Sunday 11 October 2009

29/7/07

The towerblocks swaying gently, like ships at anchor, against the horizon of lights: an optical illusion caused by your own (unconscious) movement, which must persist during the day, but which you are only able to perceive at night, presumably because the high contrast of dark and light enables the eye to register smaller movements.

Are you capable of writing poetry? The question is not an honest one; it should rather be: do you want to, do you need to? And the answer, judging from the last few thousand words, is that you do not, at least not yet. The objectives based on technical incompetence, on disdain for the amateurishness you believe you will express your thoughts with, are spurious; since this would amount to an argument not to begin at all. More convincing, perhaps, is the notion of suppression: that of a need, or of a self, that might successfully express itself this way.
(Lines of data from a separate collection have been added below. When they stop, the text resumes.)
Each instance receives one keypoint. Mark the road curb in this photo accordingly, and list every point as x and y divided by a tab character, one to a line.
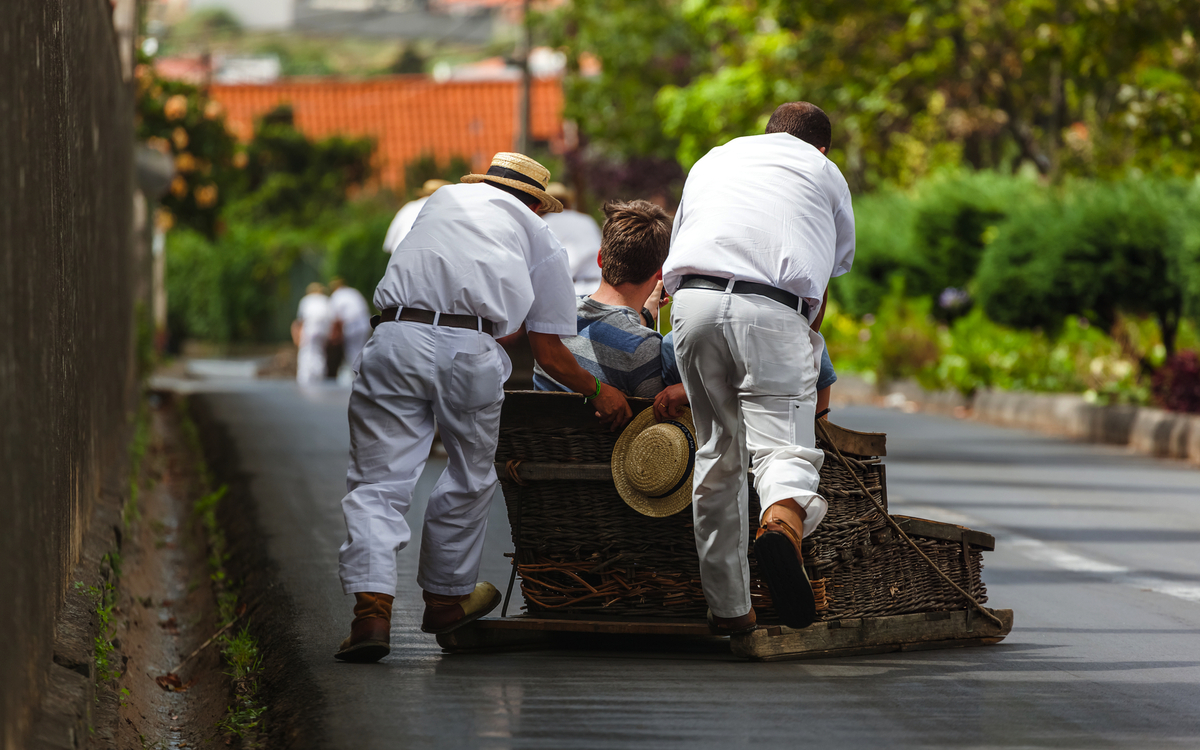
1144	430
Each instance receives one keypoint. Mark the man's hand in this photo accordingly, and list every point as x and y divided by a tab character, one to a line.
670	403
652	303
612	408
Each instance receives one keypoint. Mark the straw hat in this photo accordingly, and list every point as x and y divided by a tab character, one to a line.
430	187
522	173
652	463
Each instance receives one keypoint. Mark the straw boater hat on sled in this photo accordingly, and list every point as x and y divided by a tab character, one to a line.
522	173
652	463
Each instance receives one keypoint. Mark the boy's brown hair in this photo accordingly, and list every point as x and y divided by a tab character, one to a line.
634	243
802	120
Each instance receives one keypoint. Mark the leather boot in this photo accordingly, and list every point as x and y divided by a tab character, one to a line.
445	613
371	630
732	625
778	549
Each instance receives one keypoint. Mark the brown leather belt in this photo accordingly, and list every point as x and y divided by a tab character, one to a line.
699	281
415	315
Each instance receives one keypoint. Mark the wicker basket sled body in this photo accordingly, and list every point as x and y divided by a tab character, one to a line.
588	562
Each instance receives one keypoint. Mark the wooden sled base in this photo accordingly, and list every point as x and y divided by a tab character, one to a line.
846	637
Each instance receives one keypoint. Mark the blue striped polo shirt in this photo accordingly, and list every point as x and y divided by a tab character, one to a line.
615	346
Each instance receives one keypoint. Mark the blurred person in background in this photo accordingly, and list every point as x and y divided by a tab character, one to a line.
310	331
407	215
351	327
478	262
580	235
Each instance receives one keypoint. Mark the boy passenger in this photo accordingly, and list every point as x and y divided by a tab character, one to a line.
617	341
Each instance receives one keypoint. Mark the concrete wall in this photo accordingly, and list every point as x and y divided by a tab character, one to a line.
66	313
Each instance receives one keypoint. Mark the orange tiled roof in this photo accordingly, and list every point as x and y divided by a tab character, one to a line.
408	115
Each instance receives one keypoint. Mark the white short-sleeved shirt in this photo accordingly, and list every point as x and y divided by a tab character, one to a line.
478	251
402	223
580	235
351	307
769	209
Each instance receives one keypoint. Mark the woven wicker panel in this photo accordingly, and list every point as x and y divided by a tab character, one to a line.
582	552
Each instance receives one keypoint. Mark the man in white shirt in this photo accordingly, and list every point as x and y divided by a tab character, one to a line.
352	321
402	223
763	223
478	262
310	331
580	235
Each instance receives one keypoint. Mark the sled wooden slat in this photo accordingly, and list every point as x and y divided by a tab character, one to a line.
874	635
847	637
543	471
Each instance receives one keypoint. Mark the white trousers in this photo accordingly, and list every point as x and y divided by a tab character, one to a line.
408	376
748	366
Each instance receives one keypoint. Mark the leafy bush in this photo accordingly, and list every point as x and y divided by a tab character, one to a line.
1176	384
1099	251
292	178
931	238
883	250
181	121
245	285
426	167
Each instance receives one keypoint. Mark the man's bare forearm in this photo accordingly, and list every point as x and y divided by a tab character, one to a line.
559	364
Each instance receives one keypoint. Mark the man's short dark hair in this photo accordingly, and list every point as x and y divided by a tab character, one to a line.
634	241
803	120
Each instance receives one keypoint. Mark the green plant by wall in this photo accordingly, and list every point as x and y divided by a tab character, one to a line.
183	123
103	598
240	651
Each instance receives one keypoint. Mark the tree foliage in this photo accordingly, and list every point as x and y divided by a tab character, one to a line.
1072	87
183	123
292	178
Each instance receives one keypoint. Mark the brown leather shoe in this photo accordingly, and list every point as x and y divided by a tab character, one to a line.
732	625
447	613
778	549
371	630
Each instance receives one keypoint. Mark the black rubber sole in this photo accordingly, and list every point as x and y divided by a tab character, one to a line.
786	579
367	652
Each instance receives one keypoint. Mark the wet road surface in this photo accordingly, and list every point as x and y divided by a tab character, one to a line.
1098	552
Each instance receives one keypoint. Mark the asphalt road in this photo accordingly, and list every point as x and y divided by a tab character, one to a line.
1098	552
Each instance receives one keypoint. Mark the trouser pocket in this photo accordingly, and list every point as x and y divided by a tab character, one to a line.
474	381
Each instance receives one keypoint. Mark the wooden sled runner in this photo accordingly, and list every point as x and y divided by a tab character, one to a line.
589	564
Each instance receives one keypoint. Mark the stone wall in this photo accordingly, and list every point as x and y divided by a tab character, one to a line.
67	376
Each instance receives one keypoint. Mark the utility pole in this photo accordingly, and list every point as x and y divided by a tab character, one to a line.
526	81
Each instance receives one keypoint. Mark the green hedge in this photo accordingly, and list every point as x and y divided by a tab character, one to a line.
245	286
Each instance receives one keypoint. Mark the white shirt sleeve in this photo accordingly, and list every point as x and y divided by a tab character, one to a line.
844	246
553	293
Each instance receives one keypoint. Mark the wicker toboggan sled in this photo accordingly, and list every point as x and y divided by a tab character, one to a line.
589	563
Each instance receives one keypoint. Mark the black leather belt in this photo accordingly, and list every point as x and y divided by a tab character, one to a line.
415	315
697	281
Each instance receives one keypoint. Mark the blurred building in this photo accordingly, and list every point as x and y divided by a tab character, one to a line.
473	22
407	115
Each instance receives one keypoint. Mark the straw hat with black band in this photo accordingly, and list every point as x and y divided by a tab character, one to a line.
652	463
522	173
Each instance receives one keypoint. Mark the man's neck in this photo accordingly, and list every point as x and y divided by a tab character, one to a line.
624	295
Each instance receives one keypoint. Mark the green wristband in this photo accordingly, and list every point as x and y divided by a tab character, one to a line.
595	394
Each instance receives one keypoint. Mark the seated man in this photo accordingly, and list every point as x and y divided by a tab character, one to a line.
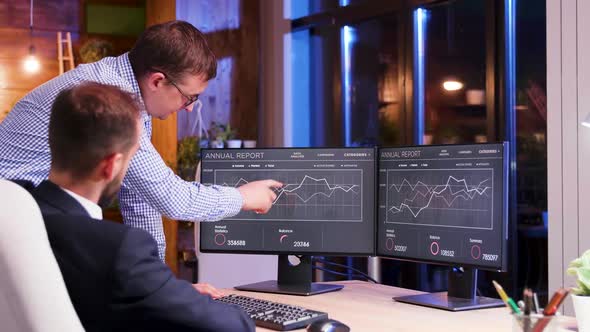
112	272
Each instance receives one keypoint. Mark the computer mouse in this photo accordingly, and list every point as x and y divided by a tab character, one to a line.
328	325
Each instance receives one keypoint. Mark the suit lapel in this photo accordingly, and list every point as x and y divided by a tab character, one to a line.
53	195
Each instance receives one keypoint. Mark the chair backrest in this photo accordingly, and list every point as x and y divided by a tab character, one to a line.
33	295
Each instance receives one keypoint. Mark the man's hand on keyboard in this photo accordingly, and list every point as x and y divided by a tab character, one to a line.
207	289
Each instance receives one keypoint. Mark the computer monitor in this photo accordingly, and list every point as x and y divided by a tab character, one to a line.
446	205
326	207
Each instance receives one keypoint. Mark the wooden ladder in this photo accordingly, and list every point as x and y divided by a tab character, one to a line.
69	56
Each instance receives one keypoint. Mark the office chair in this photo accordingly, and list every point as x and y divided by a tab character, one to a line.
33	296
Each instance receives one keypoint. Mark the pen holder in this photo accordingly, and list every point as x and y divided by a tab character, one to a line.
539	323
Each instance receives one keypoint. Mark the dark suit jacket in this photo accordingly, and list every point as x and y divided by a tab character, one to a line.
116	280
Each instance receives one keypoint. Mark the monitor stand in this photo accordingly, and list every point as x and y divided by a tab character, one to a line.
292	280
461	295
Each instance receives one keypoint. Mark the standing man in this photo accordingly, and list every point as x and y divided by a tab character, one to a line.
167	69
113	274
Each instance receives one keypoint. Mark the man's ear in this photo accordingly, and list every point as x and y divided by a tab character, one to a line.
110	166
154	80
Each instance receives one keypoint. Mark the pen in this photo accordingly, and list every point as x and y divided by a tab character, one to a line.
555	302
509	302
528	301
536	306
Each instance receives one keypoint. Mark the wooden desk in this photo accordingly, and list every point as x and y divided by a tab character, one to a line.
368	307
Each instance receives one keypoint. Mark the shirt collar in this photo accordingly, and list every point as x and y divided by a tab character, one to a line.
92	208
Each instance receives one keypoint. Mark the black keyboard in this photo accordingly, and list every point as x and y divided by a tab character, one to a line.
274	315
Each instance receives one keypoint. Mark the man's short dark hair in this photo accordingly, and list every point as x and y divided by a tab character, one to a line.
89	122
175	48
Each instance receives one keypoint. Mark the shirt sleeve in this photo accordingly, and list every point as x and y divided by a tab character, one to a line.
153	181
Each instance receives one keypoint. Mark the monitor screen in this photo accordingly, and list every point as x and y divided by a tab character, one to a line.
444	204
326	206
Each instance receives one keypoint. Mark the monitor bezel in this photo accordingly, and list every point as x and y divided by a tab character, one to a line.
503	266
304	253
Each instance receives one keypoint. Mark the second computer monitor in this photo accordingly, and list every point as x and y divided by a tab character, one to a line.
444	204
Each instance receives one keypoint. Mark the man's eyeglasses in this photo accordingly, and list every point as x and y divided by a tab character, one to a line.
189	99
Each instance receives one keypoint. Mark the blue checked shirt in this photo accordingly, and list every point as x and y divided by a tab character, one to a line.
149	188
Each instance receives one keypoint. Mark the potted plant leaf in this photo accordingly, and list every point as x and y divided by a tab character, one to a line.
580	268
221	134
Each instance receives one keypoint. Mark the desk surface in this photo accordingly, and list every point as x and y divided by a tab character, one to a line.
368	307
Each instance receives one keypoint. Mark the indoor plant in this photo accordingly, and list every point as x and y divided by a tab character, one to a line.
221	133
580	268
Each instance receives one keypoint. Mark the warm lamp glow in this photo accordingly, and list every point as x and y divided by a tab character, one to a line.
31	64
452	85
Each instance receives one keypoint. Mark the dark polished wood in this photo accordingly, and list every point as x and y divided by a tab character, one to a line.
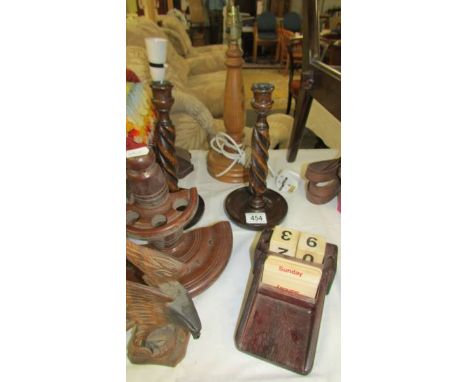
318	80
158	216
324	180
164	137
196	261
278	326
256	197
155	214
175	163
162	317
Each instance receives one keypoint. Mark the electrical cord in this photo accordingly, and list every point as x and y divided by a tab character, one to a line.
222	141
237	153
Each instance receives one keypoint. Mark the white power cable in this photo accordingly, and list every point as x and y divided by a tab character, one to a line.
222	141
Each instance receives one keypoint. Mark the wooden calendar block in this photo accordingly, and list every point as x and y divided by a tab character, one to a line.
284	241
311	248
293	276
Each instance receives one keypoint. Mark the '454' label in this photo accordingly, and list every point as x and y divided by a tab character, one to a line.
255	218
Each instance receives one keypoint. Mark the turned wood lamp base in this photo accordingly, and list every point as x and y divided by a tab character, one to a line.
237	204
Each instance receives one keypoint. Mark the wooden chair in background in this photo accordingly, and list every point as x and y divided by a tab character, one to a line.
319	81
294	50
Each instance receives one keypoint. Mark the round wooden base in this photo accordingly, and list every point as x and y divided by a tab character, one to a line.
237	204
217	163
198	215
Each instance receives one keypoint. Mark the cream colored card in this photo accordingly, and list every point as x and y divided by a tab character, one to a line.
284	241
311	248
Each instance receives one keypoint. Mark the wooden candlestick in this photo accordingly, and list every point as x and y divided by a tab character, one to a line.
268	206
279	326
164	141
234	118
158	216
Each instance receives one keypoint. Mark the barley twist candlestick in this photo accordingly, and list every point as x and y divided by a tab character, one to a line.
164	141
164	138
256	206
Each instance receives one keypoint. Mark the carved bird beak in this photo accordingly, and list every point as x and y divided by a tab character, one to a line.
181	309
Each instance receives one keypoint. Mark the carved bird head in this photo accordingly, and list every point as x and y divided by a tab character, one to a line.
182	310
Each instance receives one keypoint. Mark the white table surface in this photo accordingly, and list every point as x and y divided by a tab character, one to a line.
214	357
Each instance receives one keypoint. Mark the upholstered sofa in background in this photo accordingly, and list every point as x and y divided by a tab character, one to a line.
177	34
196	76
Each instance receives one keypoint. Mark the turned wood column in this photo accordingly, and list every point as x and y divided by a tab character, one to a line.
164	137
260	144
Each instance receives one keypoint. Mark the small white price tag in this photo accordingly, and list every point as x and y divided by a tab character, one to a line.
255	218
137	152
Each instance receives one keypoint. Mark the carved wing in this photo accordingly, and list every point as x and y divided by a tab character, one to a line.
146	305
156	266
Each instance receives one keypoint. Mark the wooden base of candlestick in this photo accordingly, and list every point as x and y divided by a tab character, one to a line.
217	163
237	204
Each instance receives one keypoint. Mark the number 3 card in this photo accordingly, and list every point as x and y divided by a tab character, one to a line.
284	241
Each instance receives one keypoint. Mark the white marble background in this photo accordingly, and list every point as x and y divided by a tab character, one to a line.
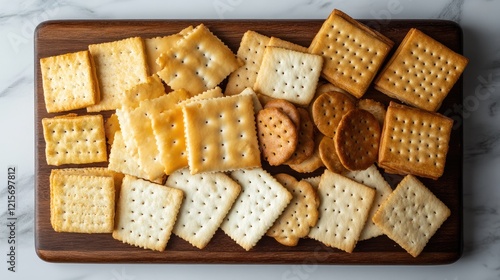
480	21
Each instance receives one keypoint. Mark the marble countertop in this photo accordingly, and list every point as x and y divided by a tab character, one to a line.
480	115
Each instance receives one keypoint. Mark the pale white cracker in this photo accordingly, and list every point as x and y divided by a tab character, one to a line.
261	202
146	213
208	198
343	211
411	215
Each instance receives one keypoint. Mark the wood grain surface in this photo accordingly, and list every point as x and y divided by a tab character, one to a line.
59	37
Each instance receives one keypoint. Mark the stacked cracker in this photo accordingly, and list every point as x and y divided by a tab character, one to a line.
210	145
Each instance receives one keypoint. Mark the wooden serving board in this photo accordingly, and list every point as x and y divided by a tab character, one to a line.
59	37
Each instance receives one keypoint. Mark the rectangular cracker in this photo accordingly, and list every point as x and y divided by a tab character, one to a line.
411	215
168	129
414	141
146	213
158	45
82	203
150	89
353	52
69	81
74	139
208	198
251	52
261	202
289	75
280	43
198	62
421	72
120	160
343	211
221	134
372	178
120	65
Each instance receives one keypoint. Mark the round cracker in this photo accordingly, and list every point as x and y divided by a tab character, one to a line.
313	162
287	108
328	109
305	146
329	156
377	109
277	135
357	139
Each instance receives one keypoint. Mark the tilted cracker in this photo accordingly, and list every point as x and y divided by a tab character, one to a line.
343	211
81	203
372	178
251	51
221	134
299	216
353	52
277	134
421	72
357	139
376	108
146	213
289	75
328	109
414	141
260	203
111	126
158	45
411	215
168	129
150	89
120	160
198	62
120	65
208	198
78	139
69	81
313	162
280	43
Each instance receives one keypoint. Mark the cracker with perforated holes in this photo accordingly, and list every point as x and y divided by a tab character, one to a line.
313	162
120	65
329	157
74	139
208	198
146	213
328	109
150	89
288	74
121	160
250	51
81	203
221	134
280	43
305	139
260	203
277	134
168	129
421	72
69	81
299	216
411	215
372	178
111	126
343	211
198	62
353	52
357	139
158	45
414	141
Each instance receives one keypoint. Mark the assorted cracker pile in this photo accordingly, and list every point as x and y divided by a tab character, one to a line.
187	158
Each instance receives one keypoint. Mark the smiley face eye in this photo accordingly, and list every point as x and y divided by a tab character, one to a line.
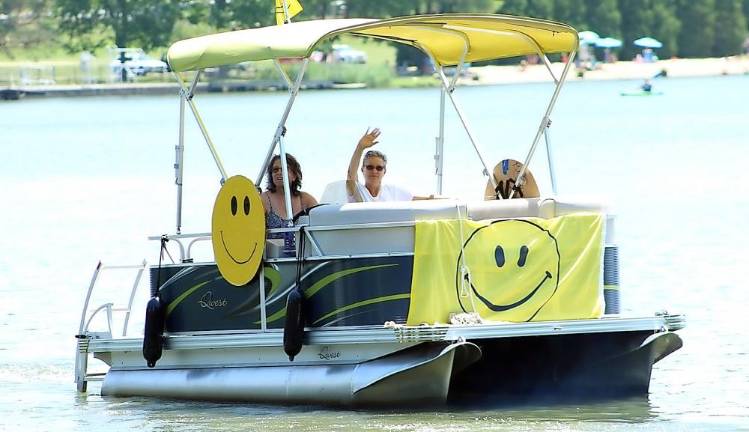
523	255
499	256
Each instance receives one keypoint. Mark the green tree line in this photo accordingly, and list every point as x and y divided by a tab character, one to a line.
687	28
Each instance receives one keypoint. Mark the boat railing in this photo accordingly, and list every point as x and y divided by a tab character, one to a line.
109	308
84	336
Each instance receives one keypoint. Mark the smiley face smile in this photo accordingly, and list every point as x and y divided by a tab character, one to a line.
226	248
501	308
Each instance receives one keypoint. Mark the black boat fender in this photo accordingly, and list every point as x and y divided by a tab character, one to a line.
153	333
153	341
293	327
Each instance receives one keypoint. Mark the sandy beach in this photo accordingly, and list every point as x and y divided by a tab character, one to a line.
621	70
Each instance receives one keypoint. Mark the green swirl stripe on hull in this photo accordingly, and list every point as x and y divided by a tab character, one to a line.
183	296
322	283
363	303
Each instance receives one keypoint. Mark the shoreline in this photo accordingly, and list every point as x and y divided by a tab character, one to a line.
484	75
621	70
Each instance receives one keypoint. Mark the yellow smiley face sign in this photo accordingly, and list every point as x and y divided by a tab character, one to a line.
238	230
514	269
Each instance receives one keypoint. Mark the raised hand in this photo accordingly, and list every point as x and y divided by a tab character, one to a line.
369	138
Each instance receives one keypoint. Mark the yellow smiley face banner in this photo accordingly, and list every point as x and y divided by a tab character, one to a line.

But this too is doubtful, for self-expression in your experience has always involved an active stance, the taking of a position, rather than a letting out or releasing what is suppressed. You act, and then you consider how you have acted; you do not give yourself 'permission' (or do you? Remember the Surrealist – you forget who – who spoke of another writer as having given him 'la grande permission' to write as he felt he needed).

Donne was right (at least by his own deeply reactionary lights): solitude is 'the Devil's company', and regular social engagement is effective in keeping you sane, not least because it sustains, and enforces, a consistent sense of identity, without which you discover that 'identity' does not exist, or certainly that it isn't what you thought it was, as its components begin to come apart. This, surely, is part of the mechanism operating here. You need to keep in mind that every act is a willed one, and some of what seems an abdication of will is actually a perverse kind of self-punishment (and hence supremely deliberate). If this is the case, then it becomes in principle possible to change.


31/7/07

The arched brick arcades along King's Cross station have a likeable austerity: they remind you of how many of your childhood memories must be of these bare, brick, utilitarian walls (usually part of some railway engineering works), for their presence has lodged itself somewhere deep in your subconscious. The back wall of your parent's garden is surely one source of this, as is Auden Place which adjoins it. Interesting that the courtyard full of ruins cars that you remember playing in should have become a doubtful memory, and deeply confused with dream. Other high, brick walls include the cutting below the bridge at Chalk Farm, and the Roundhouse – both creations of the railway. They are always sinister and deeply familiar, and they always signify entrapment. The fondness you have for them must by nature be ambiguous. You shall never escape because you shall always return. Ironic that presently haute-bourgeois Primrose Hill should remain at bottom an industrial landscape. Or rather, industrialisation itself becomes a layer or sediment of the past (laid down, among other places, in your own mind). Other brick walls: along Chalk Farm Road, around Primrose Hill School (the school itself brick, tall and forbidding), along the canal: the vaults of the bridges over the canal particularly. You remember now that your childhood was haunted precisely by the ghosts of industrialisation, by its vanishing folk-memories, which adults, who themselves had hardly any direct memory of them, would parade in front of you as a means of inspiring fear, awe, and obedience.